For his part, Grossman seems bemused by his opponents ganging up on him. He seems happy to occupy what he sees as the sensible center. He hopes voters will concentrate "on what people have done on the ground as opposed to all the rhetoric."


Maralyn Chase offers the best mix for this district. She combines a liberal's deep commitment to economic fairness and environmental stewardship with a small businessperson's pragmatism.

Her Democratic opponent, Kevin Grossman, doesn't seem to recognize that the public has a right to object when they don't agree with the actions of their government.

The Republican contender, Bob Ransom, is unopposed for the Republican nomination. He has some intriguing ideas about how to improve state workers' performances but is philosophically blinded to the need for an income tax.

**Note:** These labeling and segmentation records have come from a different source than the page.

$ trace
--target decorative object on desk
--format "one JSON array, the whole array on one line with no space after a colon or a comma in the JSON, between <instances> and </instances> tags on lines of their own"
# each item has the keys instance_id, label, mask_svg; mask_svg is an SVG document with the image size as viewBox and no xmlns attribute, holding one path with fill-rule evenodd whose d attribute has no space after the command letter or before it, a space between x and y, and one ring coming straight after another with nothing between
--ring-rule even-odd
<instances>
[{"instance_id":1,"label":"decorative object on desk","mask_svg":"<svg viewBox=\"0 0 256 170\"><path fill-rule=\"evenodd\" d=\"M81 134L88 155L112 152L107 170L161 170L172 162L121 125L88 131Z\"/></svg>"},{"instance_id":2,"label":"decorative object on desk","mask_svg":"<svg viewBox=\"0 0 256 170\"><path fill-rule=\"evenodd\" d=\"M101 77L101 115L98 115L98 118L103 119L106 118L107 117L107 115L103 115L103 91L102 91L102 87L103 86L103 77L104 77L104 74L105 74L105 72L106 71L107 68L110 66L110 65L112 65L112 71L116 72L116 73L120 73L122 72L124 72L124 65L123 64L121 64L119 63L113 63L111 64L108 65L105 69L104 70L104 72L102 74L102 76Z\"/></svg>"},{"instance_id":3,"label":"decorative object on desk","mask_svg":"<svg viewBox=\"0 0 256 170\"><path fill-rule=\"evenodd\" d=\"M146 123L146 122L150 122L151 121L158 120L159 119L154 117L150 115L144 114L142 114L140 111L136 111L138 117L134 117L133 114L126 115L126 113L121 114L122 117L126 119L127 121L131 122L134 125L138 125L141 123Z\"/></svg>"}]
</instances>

Chase is a longtime activist with a wide portfolio. So it comes as no surprise that in her first eight months as a state representative, she has unflinchingly taken up the causes of her constituents. What is particularly refreshing is that at least one of the causes—the small businesses objections to changes on Aurora—does not follow a strict party line. We hope that Chase can build on her concerns with small business to educate some of her more conservative allies in that fight on the need for comprehensive tax reform in Washington state.